You also have Rs 14 lakh in a 7% interest savings account, giving you liquidity. On top of that, Rs 100 lakh in NCDs provides Rs 80,000 in monthly interest income.
Your monthly expenses of Rs 1.5 lakh, including health insurance premiums, are significant. Right now, your NCD income covers Rs 80,000, while the rest is met through withdrawals from your savings account. But it’s good that you’re planning for post-2025 when your NCD matures. Let’s map out a strategy for that phase.
Let’s address your financial priorities with a clear plan.
Current Income and Expense Management
Monthly Income from NCDs: Rs 80,000 from NCDs covers over half of your expenses. This is a reliable income stream until December 2025.
Remaining Expenses from Savings: Rs 70,000 per month is being withdrawn from your Rs 14 lakh savings. This could strain your liquid savings over time. However, it’s a practical short-term solution.
While this works for now, you’ll need to restructure after the NCDs mature.
Post-NCD Maturity Plan – December 2025
Once your NCDs mature, you’ll have Rs 1 crore back. Your question is whether to park Rs 40 lakh into a savings account for two years of expenses and allocate the remaining into your mutual funds. Let’s evaluate this plan.
Liquidity Consideration: Keeping Rs 40 lakh for two years of expenses is a safe move. It ensures that you have a buffer, and you won’t need to sell your mutual funds or take on debt for any emergency or monthly needs.
Mutual Fund Allocation: Placing the remaining Rs 60 lakh into your existing mutual funds makes sense. Both ICICI Aggressive Hybrid and HDFC Flexi Cap have performed well. However, it’s important to stay diversified between equity and debt for stability.
Instead of just these two funds, consider gradually allocating to some conservative hybrid funds or balanced advantage funds. These offer the potential for decent returns with lower volatility.
Systematic Withdrawal Plan (SWP)
A SWP can provide a stable income stream. You’re considering starting this 2 years after NCD maturity. That’s a wise approach because you will allow your mutual funds to grow while drawing from your Rs 40 lakh cash reserves for expenses.
Here’s why a SWP is useful:
Stable Monthly Income: It allows you to receive regular income without depleting your corpus rapidly.
Tax Efficiency: Long-term capital gains taxation applies to withdrawals from equity-oriented mutual funds.
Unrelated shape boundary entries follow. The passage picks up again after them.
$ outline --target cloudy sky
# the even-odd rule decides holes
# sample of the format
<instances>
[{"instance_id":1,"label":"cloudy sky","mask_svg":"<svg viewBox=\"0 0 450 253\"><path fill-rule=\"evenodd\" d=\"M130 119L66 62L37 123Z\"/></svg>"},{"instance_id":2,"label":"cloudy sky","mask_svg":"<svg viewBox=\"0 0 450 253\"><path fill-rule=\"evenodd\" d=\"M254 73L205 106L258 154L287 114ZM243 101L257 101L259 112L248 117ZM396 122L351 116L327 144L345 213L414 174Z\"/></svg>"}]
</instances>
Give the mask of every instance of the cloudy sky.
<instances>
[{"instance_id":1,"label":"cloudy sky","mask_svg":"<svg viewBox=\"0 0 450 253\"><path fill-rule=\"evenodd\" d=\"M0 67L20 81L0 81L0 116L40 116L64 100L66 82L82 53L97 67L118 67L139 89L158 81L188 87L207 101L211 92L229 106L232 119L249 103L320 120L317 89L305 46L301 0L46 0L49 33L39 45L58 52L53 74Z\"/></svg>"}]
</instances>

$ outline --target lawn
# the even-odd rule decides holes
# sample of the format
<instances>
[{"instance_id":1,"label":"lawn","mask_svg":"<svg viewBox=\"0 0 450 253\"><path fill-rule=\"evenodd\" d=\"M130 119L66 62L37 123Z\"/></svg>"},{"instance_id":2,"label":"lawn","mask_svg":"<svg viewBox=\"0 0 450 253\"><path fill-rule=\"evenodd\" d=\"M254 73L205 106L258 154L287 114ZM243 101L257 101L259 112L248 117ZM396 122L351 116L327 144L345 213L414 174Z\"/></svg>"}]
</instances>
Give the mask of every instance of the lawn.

This is more tax-efficient than interest from traditional savings accounts.
Your proposed plan of using savings for two years and starting SWP after is practical. It will also give your investments more time to compound, which is critical for long-term wealth building.
Investment Strategy for Long-Term Growth
After NCD maturity, Rs 60 lakh is a significant amount. To avoid concentrating too much risk in two funds, consider a broader mix of funds:
Diversification in Asset Classes: Adding some conservative hybrid or balanced advantage funds will help balance equity risk while still offering growth potential. These funds adjust their equity exposure based on market conditions, which can safeguard your corpus during volatility.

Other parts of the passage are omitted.